BI 1814 (172/176, 194/198 or 196/200, as View at Wilton/View of Wilton House); Birmingham 1948-49 (50); London 1949 (49)
Painted for Henry, 10th Earl of Pembroke; thence by descent
Signed on the end of the tree trunk, centre foreground: RW [monogram, the R reversed]
One of a set of five views of Wilton, painted for Henry, 10th Earl of Pembroke
The composition is indecisively organised and the trees ungainly for Wilson himself. The figure and the horse in the left foreground are atypical in angle and facture. The presence of figures on many different scales makes this seem an earlier work than the date of the commission.

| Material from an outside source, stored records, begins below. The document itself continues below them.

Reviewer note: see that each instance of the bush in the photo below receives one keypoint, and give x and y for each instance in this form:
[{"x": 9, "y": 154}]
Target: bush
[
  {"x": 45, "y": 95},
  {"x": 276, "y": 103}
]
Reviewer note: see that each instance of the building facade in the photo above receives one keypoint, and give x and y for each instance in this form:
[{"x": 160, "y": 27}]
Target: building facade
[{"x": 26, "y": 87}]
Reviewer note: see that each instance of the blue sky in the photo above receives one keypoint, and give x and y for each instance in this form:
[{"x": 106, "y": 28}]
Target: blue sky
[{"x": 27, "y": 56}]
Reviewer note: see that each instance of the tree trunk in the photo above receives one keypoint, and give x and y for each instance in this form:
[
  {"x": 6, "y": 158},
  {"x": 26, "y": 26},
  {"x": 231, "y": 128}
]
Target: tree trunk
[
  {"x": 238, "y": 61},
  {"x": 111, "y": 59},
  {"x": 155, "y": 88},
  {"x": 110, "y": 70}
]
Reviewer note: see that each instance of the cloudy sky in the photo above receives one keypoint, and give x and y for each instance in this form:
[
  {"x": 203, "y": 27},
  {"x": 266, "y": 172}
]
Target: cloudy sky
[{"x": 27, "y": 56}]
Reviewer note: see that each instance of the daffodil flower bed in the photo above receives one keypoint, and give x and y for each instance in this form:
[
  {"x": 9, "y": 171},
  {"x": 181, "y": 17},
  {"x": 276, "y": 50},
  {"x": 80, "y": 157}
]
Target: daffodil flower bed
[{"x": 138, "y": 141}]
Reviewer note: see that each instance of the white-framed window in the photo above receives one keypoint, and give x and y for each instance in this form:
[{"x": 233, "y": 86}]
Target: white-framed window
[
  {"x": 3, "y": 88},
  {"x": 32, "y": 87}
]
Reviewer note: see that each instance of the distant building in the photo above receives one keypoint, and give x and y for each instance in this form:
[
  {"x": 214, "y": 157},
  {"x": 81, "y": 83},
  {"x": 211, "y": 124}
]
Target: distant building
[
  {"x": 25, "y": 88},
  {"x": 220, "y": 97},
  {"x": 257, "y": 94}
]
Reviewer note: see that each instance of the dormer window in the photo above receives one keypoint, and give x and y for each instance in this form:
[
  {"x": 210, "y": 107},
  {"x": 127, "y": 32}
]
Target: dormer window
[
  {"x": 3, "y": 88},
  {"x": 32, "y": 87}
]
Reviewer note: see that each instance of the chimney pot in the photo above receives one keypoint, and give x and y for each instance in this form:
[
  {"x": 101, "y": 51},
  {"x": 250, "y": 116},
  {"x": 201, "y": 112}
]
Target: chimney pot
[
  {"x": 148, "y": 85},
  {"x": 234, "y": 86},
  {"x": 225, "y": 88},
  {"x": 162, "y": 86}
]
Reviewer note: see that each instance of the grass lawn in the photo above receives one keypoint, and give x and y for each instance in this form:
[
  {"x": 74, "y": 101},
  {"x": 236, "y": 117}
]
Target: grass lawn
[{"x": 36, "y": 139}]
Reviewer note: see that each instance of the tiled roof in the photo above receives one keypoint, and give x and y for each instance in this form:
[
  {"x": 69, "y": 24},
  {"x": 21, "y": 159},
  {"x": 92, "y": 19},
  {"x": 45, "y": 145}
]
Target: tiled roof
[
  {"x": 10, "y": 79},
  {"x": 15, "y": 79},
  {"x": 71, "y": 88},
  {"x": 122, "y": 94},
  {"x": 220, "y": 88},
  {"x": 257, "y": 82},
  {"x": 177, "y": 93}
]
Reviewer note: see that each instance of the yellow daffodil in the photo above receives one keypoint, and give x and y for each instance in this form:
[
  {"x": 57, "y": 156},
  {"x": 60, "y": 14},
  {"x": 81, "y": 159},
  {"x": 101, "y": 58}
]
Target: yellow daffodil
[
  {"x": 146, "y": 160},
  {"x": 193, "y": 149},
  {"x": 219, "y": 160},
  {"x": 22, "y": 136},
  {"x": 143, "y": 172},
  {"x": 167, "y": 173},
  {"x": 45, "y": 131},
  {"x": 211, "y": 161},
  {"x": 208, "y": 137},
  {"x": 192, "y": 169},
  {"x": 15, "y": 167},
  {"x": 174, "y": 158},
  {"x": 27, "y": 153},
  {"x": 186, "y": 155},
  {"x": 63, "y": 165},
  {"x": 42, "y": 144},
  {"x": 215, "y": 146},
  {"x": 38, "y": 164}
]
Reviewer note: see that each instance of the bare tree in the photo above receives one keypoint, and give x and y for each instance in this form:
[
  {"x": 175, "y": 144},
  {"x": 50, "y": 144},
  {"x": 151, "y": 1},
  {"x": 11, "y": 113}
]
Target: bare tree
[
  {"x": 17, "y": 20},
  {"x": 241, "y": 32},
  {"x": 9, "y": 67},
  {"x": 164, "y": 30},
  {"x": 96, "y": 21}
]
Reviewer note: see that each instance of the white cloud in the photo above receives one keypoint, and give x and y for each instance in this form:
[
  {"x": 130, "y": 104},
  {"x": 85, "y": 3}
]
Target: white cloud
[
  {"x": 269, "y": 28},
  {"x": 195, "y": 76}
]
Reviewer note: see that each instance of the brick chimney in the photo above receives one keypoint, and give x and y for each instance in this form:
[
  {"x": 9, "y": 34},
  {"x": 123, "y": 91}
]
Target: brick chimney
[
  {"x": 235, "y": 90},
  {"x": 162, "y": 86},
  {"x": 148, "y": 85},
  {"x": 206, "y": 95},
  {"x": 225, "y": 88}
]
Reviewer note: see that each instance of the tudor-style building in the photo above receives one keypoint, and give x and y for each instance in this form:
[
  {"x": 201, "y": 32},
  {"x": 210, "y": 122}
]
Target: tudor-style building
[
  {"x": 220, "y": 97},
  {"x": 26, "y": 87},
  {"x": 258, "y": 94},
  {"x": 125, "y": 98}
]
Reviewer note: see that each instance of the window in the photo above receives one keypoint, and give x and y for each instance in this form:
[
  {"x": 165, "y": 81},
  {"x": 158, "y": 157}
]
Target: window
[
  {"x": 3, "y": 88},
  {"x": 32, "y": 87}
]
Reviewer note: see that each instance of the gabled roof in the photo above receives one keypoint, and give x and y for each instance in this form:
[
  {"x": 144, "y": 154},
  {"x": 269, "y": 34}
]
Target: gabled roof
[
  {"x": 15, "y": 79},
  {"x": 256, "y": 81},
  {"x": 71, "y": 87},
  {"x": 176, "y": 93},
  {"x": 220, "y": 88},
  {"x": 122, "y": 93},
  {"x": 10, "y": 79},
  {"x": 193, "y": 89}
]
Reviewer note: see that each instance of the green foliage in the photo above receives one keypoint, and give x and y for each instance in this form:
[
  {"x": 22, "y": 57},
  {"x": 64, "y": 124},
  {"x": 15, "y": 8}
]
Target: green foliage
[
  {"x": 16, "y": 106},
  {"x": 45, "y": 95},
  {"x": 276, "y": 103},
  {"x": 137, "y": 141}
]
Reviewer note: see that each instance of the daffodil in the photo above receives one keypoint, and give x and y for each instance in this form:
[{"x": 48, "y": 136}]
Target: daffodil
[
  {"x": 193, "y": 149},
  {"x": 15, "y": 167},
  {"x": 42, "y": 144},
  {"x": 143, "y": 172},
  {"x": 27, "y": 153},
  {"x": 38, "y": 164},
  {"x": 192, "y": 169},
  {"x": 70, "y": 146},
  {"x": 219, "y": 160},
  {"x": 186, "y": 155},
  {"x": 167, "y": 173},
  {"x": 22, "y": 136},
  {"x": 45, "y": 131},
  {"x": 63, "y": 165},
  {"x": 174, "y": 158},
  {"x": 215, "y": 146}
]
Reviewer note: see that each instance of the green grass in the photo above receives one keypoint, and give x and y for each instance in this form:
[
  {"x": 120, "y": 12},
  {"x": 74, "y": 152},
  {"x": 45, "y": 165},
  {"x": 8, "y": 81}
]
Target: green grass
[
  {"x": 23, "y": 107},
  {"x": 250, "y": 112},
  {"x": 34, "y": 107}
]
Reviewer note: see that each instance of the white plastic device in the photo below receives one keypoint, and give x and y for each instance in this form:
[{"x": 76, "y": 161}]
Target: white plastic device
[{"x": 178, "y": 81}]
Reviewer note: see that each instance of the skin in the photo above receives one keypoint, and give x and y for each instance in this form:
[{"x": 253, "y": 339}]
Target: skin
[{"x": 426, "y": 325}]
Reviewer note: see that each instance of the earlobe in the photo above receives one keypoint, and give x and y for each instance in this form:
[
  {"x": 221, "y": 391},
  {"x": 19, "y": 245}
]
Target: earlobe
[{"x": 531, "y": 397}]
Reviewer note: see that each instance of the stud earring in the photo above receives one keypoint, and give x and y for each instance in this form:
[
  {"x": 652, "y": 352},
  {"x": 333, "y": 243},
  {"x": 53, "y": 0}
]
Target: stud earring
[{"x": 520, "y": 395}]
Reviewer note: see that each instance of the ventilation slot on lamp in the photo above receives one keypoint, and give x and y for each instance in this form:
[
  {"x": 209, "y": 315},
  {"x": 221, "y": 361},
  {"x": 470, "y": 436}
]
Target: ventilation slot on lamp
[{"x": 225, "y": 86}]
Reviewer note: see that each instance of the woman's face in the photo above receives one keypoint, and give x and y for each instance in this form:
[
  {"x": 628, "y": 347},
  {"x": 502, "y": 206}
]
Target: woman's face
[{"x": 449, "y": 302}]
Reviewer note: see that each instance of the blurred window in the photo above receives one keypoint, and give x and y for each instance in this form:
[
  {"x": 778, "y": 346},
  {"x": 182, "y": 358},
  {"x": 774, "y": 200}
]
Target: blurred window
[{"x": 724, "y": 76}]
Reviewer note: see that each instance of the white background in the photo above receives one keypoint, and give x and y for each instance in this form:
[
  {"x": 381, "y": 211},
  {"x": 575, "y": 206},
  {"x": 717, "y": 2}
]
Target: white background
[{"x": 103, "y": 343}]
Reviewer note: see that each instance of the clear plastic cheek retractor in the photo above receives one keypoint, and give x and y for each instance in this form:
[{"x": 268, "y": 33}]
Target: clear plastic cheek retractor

Catalogue 1814, p. 21; N.R. Wilkinson, Wilton House Pictures, 1907, vol. 2, p. 363, cat. 171 as School of Wilson and perhaps by George Barret; Waterhouse 1953, p. 177; WGC, pp. 87-88 and 189, pl. 60b; S. Pembroke, A Catalogue of the Paintings and Drawings in the Collection at Wilton House, Salisbury, Wiltshire, 1968, p. 36, cat. 88; J. Harris, The Artist and the Country House, London 1979, p .276, pl. 298b
Cleaned in 1932 and in 1967. Conserved by Simon Foulkes and relined 2006 by Richard Watkiss. The frame is unique among the set of Wilton views. Kate Lowry has noted:
Pale grey ground, but with brown underglaze in foreground and in the reserve left for foliage. Foliage is rather more contrasty and the reserve tone a brighter brown than is usual for Wilson. The building is very neatly painted and the figures at the left of a man leading another on horseback are unusually competent.